Criticou-me com razão e não gostei do som que as suas palavras produziram em mim. Aquela frase que me disse, significava o que eu sabia muito bem que era verdade, mas não gostei de o ouvir ali repetido novamente. Considerava aquele assunto esquecido, encerrado.
Pudesse eu voltar atrás e apagava de vez todas as palavras por mim ditas uma a uma, de forma que o tempo as desgastasse na memória de quem as ouviu em tempos e não as esqueceu, que há muito já não falava dessas coisas com ninguém, e recordá-las ali não me foi particularmente agradável.
Sabia que durante muito tempo o acusara insinuantemente, pois encontrava nessa atitude uma forma de me libertar da prisão e vivência mal amada em que vivia, da forma grotesca como as coisas eram feitas, da falta de sensibilidade, mas que me importava isso ali, agora, se ele era, e é o meu pilar, o meu refugio, o meu apoio, o meu tudo e o meu nada, a minha força, o meu companheiro, de tantos anos, de ontem, de hoje, e de amanhã.
Ouve-me e eu ouço-o atentamente, sempre com a mesma disponibilidade, com a mesma cumplicidade de sempre, como se a minha função fosse essa, a de o escutar a ele e ele a mim.
As nossas refeições são agradáveis, não pela comida, mas pela companhia, que para comer qualquer coisa serve.

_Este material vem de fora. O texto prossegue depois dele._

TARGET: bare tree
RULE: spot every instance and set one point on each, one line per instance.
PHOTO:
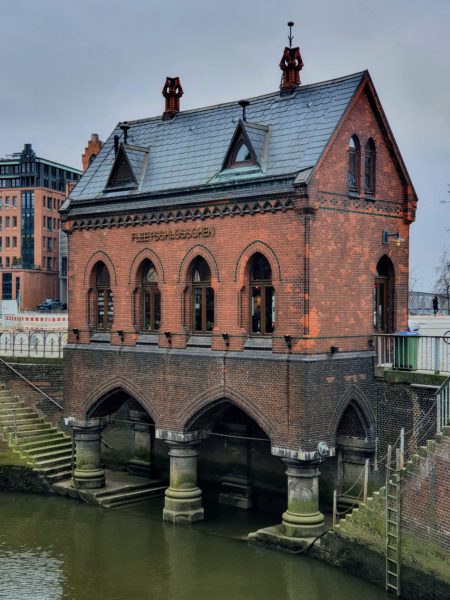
(442, 270)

Quando saímos a almoçar ou jantar fora é sempre diferente. Nas festas somos sempre óptima companhia.
Com a família (filhos) nem preciso descrever. Nas férias é sempre bom estarmos juntos, e conversando ou em silêncio a partilha é de paz e muita harmonia e é sempre com muita tristeza e porque não dizê-lo com lágrimas nos olhos, que o vejo sair no primeiro dia de trabalho.
É sempre difícil ficar só, sem ele fica tudo mais frio, o vazio é muito maior e o silêncio é muito mais longo e profundo.

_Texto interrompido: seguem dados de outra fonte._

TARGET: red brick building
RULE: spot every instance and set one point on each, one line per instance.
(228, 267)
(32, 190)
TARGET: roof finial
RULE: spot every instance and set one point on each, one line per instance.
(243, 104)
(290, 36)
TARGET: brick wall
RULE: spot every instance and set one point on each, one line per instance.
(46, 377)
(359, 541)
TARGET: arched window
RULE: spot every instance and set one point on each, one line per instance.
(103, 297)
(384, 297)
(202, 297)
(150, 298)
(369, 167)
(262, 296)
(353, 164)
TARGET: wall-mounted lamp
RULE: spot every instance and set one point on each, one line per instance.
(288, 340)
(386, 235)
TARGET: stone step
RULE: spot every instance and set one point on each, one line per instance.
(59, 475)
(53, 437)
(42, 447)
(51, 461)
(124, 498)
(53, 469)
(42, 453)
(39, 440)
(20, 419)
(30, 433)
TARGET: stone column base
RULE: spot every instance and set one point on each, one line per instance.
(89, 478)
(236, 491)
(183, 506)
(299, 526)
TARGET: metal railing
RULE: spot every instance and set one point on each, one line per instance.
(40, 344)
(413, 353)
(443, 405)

Gosto de encostar-me a ele e em silêncio permanecer assim, fazendo dele o meu abrigo, sentindo-lhe o cheiro, o respirar, o bater do coração, e sinto que este encosto, esta nova forma de amar é bem mais forte mais sentida, mais divina, que o outro amor que reclamava ferozmente, que era carnal, pois este tranquiliza-me e dá-me paz.
Por vezes zanga-se e fala mais alto, eu tenho medo, fico triste, tenho que esperar que lhe passe. Também tenho dias em que me zango e ele atura-me…

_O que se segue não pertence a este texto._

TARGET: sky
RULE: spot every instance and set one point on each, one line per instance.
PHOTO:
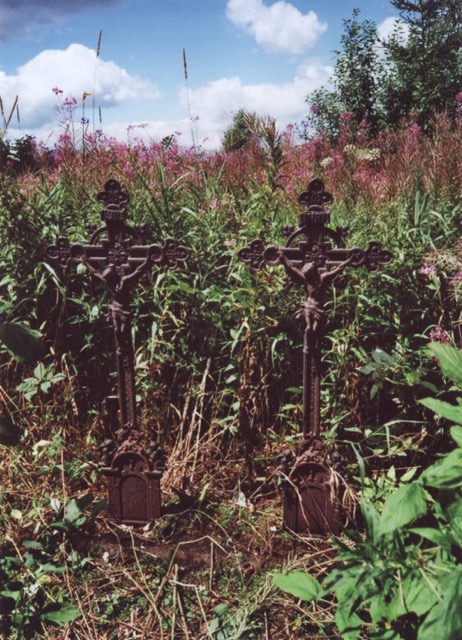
(264, 56)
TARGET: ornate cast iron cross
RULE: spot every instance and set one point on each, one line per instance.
(314, 256)
(117, 255)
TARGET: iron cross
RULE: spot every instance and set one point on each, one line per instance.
(314, 256)
(117, 255)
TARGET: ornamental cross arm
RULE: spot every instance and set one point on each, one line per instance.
(115, 201)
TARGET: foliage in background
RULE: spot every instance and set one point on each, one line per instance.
(402, 579)
(218, 366)
(413, 74)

Há dias em que faz e diz coisas que não gosto de ouvir, mas que posso fazer, temos um para o outro, tenho que engolir…
Nos dias em que anda mal disposto, parece as mulheres no período da menopausa, também eu estou nessa fase e ele está comigo…
Chega tarde e está ausente muitos dias, mas é por conta do trabalho. Longe vão as noites, as tardes e dias em que se ausentava como dizia “ porque tinha que ser” e me deixava sozinha e aos filhos. Agora e desde há muito, um carinhoso telefonema visita-me todos os dias pela hora de almoço.
Aquelas “cenas tristes” fiz delas um embrulho bem fechado e atirei-as para o mar um dia quando viajamos até ao Brasil e fizemos juntos um passeio de barco. Espero que os tubarões tenham comido a caixa…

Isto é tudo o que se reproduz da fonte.